7.7. Normalization

ml.Model.predict() takes a list of inputs because some networks have more than one input tensor, but the list has no way to carry per-input arguments inline – there is no kwarg slot for “crop this input to (x, y, w, h) but leave the other inputs alone”. ml.preprocessing.Normalization is the wrapper that fills that gap. A Normalization instance holds the parameters for one input; the script passes the wrapped input in the predict list whenever it needs anything other than the defaults.

The most common reason to reach for it is to crop a specific region of the captured frame into the network instead of the whole image.

7.7.1. Parameters

Normalization(scale=(0.0, 1.0),
              mean=(0.0, 0.0, 0.0),
              stdev=(1.0, 1.0, 1.0),
              roi=None)
  • roi(x, y, w, h) rectangle in the source frame to crop before resizing. Defaults to the whole frame.

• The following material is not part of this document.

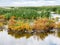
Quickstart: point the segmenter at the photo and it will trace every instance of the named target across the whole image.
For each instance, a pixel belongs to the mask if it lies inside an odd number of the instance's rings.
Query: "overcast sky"
[[[0,0],[0,6],[60,5],[60,0]]]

Most uses of Normalization set just this parameter.

  • scale – the (min, max) range floating-point input tensors expect after normalization. The pixel range 0..255 is mapped linearly into this range. Common values are (0.0, 1.0) for ReLU-trained networks and (-1.0, 1.0) for symmetrically- normalised networks.

  • mean – per-channel (R, G, B) mean subtracted from the image after scaling. Matches the channel statistics the network was trained against – (0.485, 0.456, 0.406) for ImageNet-derived networks is the canonical example. Grayscale networks reduce the mean to a luma value using the standard 0.299*R + 0.587*G + 0.114*B.

  • stdev – per-channel (R, G, B) standard deviation the image is divided by after the mean is subtracted, again matching the network’s training statistics. Reduced to luma the same way for grayscale networks.

7.7.2. When parameters matter

scale, mean, and stdev are ignored when the network’s input_dtype is int8 or uint8. For integer-input networks the cropped image bytes are written into the tensor directly and the network’s own input_scale and input_zero_point handle the int-to-real conversion. The three parameters matter only when the network expects floating-point input.

roi is read in every case – it controls which part of the source frame reaches the network regardless of the input dtype.

7.7.3. ROI and resize

The ROI is bilinearly scaled from its source dimensions to the network’s input dimensions. The image is centred in the destination and the scaling fills the destination – it does not preserve aspect ratio. A non-square ROI fed to a square network input comes out horizontally or vertically stretched.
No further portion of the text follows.